In fact, the idea of running dual tests for marketing is old news. But for some who are launching products and expanding distribution, it isn’t often their default setting. They just go do stuff without the experimentation.

Testing allows the market to provide you with guidance about what resonates or not. Some recent A/B email tests I ran, produced wildly different results when we tested two different subject lines. The right word or phrase created an open rate that dramatically shifted the success of the campaign.

A client I consult with tested two direct mail pieces that had very subtle differences in the copy inside the package – yet the response rate was 18% higher on one than the other. I can think of five important reasons to test your marketing activities.

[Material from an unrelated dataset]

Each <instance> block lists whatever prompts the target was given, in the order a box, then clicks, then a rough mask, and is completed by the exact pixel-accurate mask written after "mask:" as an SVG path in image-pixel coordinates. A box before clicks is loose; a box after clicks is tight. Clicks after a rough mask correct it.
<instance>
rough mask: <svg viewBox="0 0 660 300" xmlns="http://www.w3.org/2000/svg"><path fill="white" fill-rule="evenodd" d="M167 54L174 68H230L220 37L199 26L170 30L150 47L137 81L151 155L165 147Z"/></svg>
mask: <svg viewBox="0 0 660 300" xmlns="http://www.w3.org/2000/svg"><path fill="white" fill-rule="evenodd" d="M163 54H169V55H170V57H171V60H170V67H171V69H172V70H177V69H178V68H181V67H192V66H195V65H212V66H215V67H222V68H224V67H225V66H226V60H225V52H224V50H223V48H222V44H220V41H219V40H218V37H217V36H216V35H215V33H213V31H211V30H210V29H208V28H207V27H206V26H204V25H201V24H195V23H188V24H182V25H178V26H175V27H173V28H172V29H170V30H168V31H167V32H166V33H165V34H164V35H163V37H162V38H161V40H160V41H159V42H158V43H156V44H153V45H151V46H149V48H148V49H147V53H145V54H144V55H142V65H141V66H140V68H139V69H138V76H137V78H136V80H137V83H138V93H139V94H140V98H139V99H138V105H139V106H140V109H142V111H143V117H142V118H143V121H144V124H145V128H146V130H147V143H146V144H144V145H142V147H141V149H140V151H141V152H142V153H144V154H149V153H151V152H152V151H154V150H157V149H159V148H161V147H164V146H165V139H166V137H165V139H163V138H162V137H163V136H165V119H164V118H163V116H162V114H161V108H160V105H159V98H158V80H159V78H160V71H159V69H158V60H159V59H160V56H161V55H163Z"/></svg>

Five Reasons to Test Your Way to Marketing Success

DISASTER CHECK:  When you test how you package a product to two similar groups, you get a disaster check to make sure that you aren’t offending someone.  Through a test using two images, you just might see things from their perspective and learn that one photo sends an unintended message.

Take a few chances with a small test to learn if your are offending a few as you push the envelope. It is far better to do that with a small subset of the audience you want to reach. You might even learn that you aren’t pushing that envelope far enough. Testing gives you a chance to provide your brand the confidence that you won’t have a disaster on your hands. Peace of mind is worth the extra step of a small test.

TOO MANY FEATURES:  When you bring a product to market for a specific targeted audience, you might learn that of two options, one is perceived as simpler because the lack of features is a plus. It can be counter-intuitive but you might learn that simpler has more value than complex. Customers buy the benefit, not a laundry list of features. Testing gives the market a chance to respond in the real world or something closer to a real world experience. Test to learn.

TOO MUCH LIKE THE REST:  If you are trying to market product like everyone else, a test of something out of the ordinary might give you a clue to the challenges ahead. In being different, you may be different without a purpose. Or, you may have tapped into something different that matters. Testing A versus B can give you a glimpse of how your product will be seen in a competitive framework.

TESTING IS REAL WORLD:  Do you really care what everyone in your company thinks about your new product if they never actually buy the product? This narrow-minded world view can be damaging to a brand. A real world test of two ideas allows the target to provide guidance of how to tweak a product. If most of the folks internally like blue, but the market prefers reds and oranges – do you listen to the paying customer or your own internal preferences?

SUBTLE DIFFERENCE MATTER:  About 10 years ago I did a direct mail project for 10,000 customers. We tested two versions of the mailing to 250 customers. One got sample A, the other B.  The differences in the quality of the paper stock was very subtle – in fact most of my team didn’t even notice it. But, our response rate was much higher for the better paper stock because there was a difficult to express value implied in the touch of the materials packed in the box. The test revealed a subtle difference we might have missed.

So go forth and test. You will learn something and it may help you sleep at night.